While some accounts disappeared — including those using the names Motz, Whitelock and Scibilia — others reappeared. In May, a second TikTok account impersonating Scibilia posted several new videos mocking her.

She and other Great Valley teachers said they had reported the imposter accounts to TikTok but had not received a response. But several teachers, who felt the videos had violated their privacy, said they did not provide TikTok with personal identification to verify their identities.

On Wednesday, TikTok removed the account impersonating Scibilia and three other fake Great Valley teacher accounts flagged by a journalist.

Scibilia and other teachers are still processing the incident. Some have stopped posing for photos and posting pictures, to prevent students from misusing the images. Experts said such abuse might damage teachers’ mental health and reputations.

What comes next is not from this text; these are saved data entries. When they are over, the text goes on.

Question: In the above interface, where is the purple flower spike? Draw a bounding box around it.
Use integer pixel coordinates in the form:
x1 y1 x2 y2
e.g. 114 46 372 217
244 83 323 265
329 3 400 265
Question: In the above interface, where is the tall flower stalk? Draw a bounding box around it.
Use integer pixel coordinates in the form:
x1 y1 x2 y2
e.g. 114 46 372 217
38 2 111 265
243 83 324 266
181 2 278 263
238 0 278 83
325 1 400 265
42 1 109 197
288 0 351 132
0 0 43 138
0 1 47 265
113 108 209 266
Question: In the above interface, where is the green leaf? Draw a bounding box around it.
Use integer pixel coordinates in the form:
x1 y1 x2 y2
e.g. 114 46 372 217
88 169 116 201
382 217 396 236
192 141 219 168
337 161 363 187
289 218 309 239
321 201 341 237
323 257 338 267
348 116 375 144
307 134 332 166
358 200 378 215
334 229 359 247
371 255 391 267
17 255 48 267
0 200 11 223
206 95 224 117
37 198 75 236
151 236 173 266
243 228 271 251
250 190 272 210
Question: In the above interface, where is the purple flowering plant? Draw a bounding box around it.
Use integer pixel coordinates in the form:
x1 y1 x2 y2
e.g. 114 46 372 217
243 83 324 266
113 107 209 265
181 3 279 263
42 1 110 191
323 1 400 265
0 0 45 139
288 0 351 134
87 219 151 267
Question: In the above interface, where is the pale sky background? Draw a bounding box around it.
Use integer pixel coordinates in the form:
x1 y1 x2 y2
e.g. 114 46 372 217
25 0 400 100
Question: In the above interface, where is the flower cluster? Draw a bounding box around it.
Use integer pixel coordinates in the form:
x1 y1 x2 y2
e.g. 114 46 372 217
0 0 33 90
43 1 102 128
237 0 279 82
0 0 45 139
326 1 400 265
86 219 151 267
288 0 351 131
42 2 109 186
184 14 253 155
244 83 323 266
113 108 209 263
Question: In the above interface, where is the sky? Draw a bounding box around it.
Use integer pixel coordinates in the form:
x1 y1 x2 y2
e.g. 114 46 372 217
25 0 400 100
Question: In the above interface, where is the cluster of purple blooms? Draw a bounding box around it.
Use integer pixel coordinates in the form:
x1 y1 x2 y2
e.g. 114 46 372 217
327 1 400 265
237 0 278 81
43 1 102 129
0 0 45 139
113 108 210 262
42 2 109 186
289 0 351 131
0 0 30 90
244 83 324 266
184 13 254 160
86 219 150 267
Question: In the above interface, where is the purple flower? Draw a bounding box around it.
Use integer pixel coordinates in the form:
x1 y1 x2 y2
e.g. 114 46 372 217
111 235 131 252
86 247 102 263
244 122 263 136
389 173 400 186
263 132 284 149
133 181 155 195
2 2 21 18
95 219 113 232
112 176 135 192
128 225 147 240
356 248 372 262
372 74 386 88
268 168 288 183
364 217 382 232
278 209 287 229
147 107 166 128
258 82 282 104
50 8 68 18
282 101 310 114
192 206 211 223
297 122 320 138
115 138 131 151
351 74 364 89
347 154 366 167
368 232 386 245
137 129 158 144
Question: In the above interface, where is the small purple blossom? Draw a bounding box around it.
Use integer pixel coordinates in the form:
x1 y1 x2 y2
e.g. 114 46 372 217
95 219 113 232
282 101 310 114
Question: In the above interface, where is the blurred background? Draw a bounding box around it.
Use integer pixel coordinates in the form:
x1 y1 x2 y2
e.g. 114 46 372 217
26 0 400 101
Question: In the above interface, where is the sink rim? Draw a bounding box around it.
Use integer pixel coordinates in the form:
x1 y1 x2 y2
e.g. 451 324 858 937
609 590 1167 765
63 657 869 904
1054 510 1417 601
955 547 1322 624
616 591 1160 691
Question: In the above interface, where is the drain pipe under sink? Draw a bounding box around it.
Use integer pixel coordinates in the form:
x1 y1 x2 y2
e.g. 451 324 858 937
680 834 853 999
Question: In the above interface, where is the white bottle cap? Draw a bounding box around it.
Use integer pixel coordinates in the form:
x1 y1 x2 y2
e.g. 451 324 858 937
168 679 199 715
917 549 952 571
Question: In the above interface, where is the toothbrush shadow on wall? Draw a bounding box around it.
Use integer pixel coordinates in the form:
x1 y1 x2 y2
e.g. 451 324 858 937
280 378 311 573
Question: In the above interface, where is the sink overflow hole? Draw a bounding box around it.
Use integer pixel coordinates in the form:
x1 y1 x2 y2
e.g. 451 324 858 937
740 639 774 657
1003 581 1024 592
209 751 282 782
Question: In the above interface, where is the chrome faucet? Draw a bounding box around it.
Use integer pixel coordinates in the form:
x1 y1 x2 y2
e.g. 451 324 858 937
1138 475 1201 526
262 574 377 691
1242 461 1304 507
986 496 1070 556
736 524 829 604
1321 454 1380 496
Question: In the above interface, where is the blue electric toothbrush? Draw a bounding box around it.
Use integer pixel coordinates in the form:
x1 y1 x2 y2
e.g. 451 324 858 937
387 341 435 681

Susan McMahon, a psychology professor at DePaul University in Chicago and chair of the American Psychological Association’s Task Force on Violence Against Educators, said: “This would be traumatizing to anyone.” She added that verbal attacks by students once morest teachers were on the rise.

Now, professors like Scibilia and Motz are pushing schools to educate students regarding responsible technology use and strengthen policies to better protect teachers.

In the Great Valley students’ “apology” on TikTok last month, the two girls said they planned to post new videos. This time, they added, they would make the posts private so teachers mightn’t find them.

“We are back and we are going to post once more,” one of them said. “And we are going to make all the videos private at the beginning of the next school year,” she added, “because then they won’t be able to do anything.”

On Friday, following a Times reporter asked the school district to notify parents regarding this article, the students deleted the “apology” video and removed the teacher’s handle from their account. They also added a disclaimer: “Guys, we’re not pretending to be our teachers anymore, that’s a thing of the past!”